Es una creencia generalmente aceptada que los experimentos con animales han sido y son la base de los avances médicos experimentados en las últimas décadas. Y hasta tal punto semejante presunción está asentada en la sociedad que sólo las organizaciones ecologistas y los partidos políticos creados en defensa de los animales han venido sosteniendo en solitario lo contrario y la necesidad de acabar de una vez con la experimentación animal. Según el Partido Animalista solo en 2010 se utilizaron en los laboratorios españoles 1.344.986 animales que llevaron a la muerte a 855 perros y 192 gatos así como a muchas vacas, cerdos, conejos y decenas de miles de roedores. Por su parte, la Coalición Europea para la Abolición de los Experimentos Animales (ECEAE) asegura que cada año se utilizan en los laboratorios europeos ¡12 millones de animales! Lo que implica que cada 10 minutos 137 sufren en experimentos crueles y dolorosos. La Unión Británica para la Abolición de la Vivisección cifraría además en 2005 –no hay datos posteriores- que fueron más de 115 millones los animales que se sacrificaron en todo el mundo con fines industriales, biomédicos o académicos.

El ratón es el modelo animal más utilizado en investigación. Cada año se emplean más de 30 millones de animales en laboratorios de todo el mundo, muchos de ellos -cada vez más- con genes alterados, modificados o “prestados” de otras especies para ser obesos, hipertensos, longevos, padecer alzheimer, ser fluorescentes o trinar como los pájaros. Además en la experimentación se utilizan conejos, roedores –ratas, ratones, hámsters, cobayas, gerbos…-, perros, gatos, caballos, vacas, cabras, ovejas, peces, anfibios, etc. También se emplean invertebrados como gusanos o moscas; y primates aunque cada vez menos porque los requisitos que se exigen para su uso son muy estrictos.

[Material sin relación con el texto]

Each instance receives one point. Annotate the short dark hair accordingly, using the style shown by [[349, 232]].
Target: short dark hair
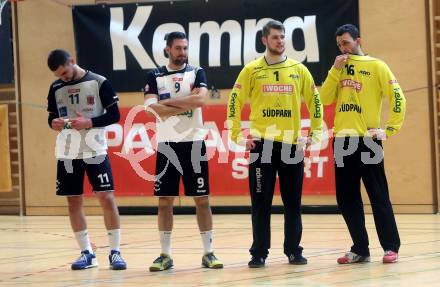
[[57, 58], [348, 28], [272, 24], [170, 37]]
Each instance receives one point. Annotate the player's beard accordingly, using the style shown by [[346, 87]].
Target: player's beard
[[276, 52]]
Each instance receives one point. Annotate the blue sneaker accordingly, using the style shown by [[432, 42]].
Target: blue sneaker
[[85, 261], [116, 261]]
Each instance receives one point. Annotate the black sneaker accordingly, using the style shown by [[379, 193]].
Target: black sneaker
[[256, 262], [297, 260]]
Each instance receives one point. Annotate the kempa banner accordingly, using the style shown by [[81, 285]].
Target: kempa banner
[[123, 42]]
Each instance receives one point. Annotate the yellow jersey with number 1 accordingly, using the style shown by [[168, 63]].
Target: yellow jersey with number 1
[[274, 93]]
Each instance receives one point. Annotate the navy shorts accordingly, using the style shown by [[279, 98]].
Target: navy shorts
[[181, 159], [70, 175]]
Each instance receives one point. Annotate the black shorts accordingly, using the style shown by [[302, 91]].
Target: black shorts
[[183, 159], [70, 175]]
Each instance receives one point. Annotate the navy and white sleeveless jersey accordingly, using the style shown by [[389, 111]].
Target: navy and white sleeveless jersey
[[90, 96], [166, 84]]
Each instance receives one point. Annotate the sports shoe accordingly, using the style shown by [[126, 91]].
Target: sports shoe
[[390, 257], [351, 257], [297, 260], [163, 262], [85, 261], [256, 262], [116, 261], [210, 261]]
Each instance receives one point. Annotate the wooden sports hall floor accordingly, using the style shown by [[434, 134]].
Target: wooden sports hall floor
[[37, 251]]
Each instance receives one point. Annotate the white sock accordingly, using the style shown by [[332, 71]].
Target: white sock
[[165, 241], [82, 237], [207, 241], [114, 239]]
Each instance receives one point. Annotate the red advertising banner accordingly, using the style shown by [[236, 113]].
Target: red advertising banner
[[132, 154]]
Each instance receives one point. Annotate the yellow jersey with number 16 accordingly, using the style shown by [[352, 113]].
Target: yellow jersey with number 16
[[358, 89]]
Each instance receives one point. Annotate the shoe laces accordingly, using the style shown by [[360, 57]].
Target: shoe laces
[[82, 257], [116, 257]]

En España se aprobó el pasado mes de febrero el Real Decreto 53/2013, de 1 de febrero, por el que se establecen las normas básicas aplicables para la protección de los animales utilizados en experimentación y otros fines científicos, incluyendo la docencia –por iniciativa de la Unión Europea- cuyo único logro significativo ha sido impedir la experimentación con grandes simios. No impide sin embargo seguir experimentando con otros animales.

¿Por qué? ¿Porque a la comunidad científica en su conjunto le parece mayoritariamente bien y razonablemente útil? La respuesta es negativa. La realidad -aunque se haya ignorado y ocultado- es que existe desde hace décadas un soterrado debate sobre la utilidad real de la experimentación con animales. De hecho el uso de animales para experimentar con productos cosméticos se prohibió en la Unión Europea en 2004. Y desde marzo de 2009 comercializar productos cosméticos que contengan ingredientes experimentados en animales.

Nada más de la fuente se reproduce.